Krugman's Cruel Budget Cutting Myths


Paul Krugman revisited the Lone Star State yesterday, in another attempt to expose its underlying contradictions.

The Texas legislature is proposing a 10 percent across-the-board cut in Medicaid to help corral its runaway spending. Observing that Texas has low rankings in child poverty, graduation rates, and health, Krugman asks us to think of the children:

Tax increases have been ruled out of consideration; the gap will be closed solely through spending cuts. Medicaid, a program that is crucial to many of the state's children, will take the biggest hit, with the Legislature proposing a funding cut of no less than 29 percent, including a reduction in the state's already low payments to providers — raising fears that doctors will start refusing to see Medicaid patients. And education will also face steep cuts, with school administrators talking about as many as 100,000 layoffs.

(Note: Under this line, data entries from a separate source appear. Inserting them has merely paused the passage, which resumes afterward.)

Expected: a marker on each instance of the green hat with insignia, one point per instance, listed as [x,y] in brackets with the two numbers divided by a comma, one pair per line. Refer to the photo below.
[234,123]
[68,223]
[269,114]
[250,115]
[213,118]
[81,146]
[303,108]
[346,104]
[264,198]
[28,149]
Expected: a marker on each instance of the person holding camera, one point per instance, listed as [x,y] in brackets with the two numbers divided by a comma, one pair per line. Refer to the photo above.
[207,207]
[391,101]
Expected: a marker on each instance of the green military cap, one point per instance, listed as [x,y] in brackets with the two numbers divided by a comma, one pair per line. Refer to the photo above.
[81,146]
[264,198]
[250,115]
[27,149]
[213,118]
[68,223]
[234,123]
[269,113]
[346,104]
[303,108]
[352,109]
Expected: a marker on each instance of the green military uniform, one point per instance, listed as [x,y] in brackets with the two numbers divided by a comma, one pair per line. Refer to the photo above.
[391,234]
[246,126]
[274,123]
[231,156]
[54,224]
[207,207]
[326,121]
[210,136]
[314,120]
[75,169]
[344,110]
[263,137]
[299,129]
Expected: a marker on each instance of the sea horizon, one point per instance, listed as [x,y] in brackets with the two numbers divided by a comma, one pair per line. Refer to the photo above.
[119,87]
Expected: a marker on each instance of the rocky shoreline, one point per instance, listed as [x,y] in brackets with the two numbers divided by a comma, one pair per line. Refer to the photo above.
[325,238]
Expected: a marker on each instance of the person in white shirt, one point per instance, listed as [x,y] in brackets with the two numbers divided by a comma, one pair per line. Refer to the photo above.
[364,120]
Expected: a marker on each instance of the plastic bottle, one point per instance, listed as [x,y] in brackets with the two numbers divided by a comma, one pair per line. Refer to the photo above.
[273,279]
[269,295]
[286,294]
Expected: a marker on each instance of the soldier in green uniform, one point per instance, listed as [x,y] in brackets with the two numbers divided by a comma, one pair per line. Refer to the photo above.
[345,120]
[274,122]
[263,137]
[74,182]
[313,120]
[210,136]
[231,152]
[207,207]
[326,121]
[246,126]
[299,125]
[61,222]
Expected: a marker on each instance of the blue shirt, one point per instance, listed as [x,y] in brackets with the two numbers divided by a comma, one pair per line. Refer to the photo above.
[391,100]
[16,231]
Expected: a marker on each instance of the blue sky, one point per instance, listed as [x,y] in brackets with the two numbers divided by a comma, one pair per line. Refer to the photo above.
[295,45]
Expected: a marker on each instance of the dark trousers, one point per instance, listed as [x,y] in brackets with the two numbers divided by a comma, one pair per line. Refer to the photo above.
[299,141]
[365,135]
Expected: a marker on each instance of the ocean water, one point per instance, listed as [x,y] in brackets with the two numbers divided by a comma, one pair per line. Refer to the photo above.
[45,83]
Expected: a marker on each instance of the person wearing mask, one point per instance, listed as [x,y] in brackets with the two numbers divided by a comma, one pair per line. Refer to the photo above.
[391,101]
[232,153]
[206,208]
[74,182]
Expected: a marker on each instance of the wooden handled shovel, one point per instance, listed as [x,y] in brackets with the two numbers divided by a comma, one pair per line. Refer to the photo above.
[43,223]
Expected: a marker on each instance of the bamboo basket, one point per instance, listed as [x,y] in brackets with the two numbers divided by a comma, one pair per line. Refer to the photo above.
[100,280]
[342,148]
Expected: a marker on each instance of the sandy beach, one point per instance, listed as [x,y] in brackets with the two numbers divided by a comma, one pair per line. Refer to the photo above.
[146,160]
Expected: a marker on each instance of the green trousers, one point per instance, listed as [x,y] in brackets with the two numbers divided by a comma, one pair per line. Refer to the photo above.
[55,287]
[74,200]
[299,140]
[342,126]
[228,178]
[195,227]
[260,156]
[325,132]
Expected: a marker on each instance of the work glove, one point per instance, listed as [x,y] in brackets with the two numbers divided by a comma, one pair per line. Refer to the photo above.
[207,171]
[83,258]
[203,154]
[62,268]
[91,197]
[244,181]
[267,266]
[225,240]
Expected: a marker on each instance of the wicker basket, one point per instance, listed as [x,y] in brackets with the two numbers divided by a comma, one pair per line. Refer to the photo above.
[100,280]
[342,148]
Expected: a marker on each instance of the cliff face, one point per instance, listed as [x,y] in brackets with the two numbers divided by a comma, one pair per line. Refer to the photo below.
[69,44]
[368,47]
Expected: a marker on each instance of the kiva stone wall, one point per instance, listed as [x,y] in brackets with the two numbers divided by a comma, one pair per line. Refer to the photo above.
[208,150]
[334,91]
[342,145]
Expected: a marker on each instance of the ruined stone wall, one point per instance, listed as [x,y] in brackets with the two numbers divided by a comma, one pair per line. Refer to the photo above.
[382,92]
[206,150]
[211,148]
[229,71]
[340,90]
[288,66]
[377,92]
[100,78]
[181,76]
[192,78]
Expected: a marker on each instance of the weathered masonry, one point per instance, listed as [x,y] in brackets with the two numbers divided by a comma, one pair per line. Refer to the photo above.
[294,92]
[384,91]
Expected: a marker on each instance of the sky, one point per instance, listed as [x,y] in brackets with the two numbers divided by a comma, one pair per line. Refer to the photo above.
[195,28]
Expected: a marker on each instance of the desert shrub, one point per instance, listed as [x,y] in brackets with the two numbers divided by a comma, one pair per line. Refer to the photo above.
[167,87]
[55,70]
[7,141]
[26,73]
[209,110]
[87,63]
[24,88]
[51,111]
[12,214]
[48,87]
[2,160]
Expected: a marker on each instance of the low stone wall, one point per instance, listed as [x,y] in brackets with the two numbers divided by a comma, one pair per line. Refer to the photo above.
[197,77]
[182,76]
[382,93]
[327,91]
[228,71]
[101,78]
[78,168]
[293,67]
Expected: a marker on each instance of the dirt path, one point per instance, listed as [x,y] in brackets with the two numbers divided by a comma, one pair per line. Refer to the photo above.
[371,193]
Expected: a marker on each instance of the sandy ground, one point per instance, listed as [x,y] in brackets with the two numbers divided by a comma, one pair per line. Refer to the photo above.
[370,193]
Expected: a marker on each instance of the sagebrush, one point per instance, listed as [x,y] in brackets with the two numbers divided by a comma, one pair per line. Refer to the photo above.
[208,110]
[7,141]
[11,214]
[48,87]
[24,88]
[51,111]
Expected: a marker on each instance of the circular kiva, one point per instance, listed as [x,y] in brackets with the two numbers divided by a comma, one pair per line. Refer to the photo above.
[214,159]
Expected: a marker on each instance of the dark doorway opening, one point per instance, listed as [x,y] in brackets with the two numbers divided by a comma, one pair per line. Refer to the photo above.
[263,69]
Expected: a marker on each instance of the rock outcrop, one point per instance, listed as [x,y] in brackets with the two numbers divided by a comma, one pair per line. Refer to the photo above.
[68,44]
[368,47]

The really striking thing about all this isn't the cruelty — at this point you expect that — but the shortsightedness. What's supposed to happen when today's neglected children become tomorrow's work force?

This all comes after Krugman's recent column acknowledging that health care costs are the greatest threat to American solvency at both the state and federal level. When citing wellness indicators, he chooses to ignore that Texas has a much larger Hispanic population than average, of whom a third are in poverty. Not good, but absorbing a rate of population growth twice the national average over the last decade does tend to put some stress on institutions. And people are still moving to Texas.

Krugman also feeds the myth that more spending always equals more good. Spending more on schools, for example, means next to nothing: Costs have tripled since the early 1970s, without any noticeable increase in educational outcomes. And whether Medicaid is paying for 58 percent or 62 percent of beneficiary costs doesn't make much difference if the whole program is bloated and ineffective.